A good deal of Age of Transparency is quite epic in nature, which perfectly reverberates the manic, maddening modern world we live in, on which much of the album’s forty-five minutes is spent commenting on. Our first taste of the LP was the “sequel” to an Anxiety track, “World War Pt. II,” which all but assaults us in the very first few seconds with a jarring ascending scale of robotic “I” sounds that somewhat strangely break apart the otherwise tame instrumentation, giving an otherwise straightforward track an element of uncomfortable grandiosity. The album’s title track “Age of Transparency” takes its time in building itself up, starting with hushed arrangements of piano, saxophone and some soft and scattered backing vocals, and eventually develops into a magnificently arranged song that juggles several musical components meticulously as it glides along. The album’s final song “Get Out” is also its longest at around seven and a half minutes, exploding with its very first moments of organ-tinged chorales that ring out like some heralded message from on high.

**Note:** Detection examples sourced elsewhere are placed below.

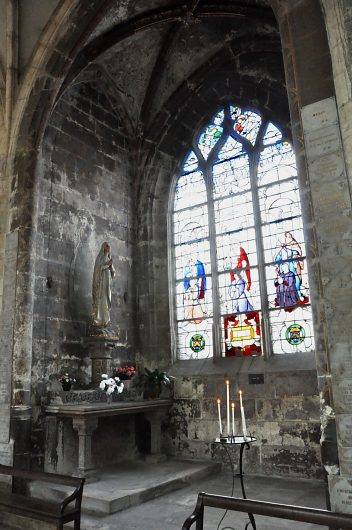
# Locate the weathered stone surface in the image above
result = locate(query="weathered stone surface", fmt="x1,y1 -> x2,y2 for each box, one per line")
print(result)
329,475 -> 352,513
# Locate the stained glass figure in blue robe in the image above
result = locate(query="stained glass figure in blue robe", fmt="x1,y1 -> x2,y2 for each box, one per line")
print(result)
183,259 -> 207,324
274,232 -> 308,311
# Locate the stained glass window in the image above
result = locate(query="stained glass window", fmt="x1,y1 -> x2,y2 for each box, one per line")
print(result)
172,105 -> 314,360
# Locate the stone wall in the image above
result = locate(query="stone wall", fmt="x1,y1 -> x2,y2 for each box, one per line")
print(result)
32,74 -> 135,458
165,356 -> 323,478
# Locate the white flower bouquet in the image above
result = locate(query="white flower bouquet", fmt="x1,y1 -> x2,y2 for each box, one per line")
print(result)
99,374 -> 124,396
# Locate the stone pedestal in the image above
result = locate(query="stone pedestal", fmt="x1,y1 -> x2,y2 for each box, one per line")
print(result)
72,417 -> 98,477
83,335 -> 119,385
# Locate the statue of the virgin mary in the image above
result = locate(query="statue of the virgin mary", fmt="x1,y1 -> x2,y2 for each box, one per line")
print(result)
90,241 -> 115,334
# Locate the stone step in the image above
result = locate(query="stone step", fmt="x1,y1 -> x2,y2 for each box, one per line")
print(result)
30,459 -> 221,516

“Transparency is an impossibility,” Ashin has said in reference to his new LP. Such a statement can be taken many different ways. Are we ever truly transparent, even to ourselves? In reality, that which we may perceive as truth or clarity is often just one perspective, usually our own. What we see as empty space is actually quite full, we just perceive it as such because it’s easy to generalize the areas around us that are unoccupied as insignificant. The same can be said for human behavior: the things that are left unsaid, and what we choose not to express to ourselves and one another are often the most telling, honest aspects of our thoughts and emotions. How we feel may not take up physical space in our minds and hearts but that doesn’t mean that the space they exist in is actually empty or transparent. Arthur Ashin’s second installment in his trilogy dares to explore such an abyss, and does so without assumption or agenda. The songs are masterfully crafted and continue to speak true to Autre Ne Veut’s unique, lush sound. Age of Transparency doesn’t always spell everything out in black and white, but one can glean a lot of insight from what these nine songs present to us. You just have to look and listen closely, as there is an element of the infinite in even the tiniest of silences.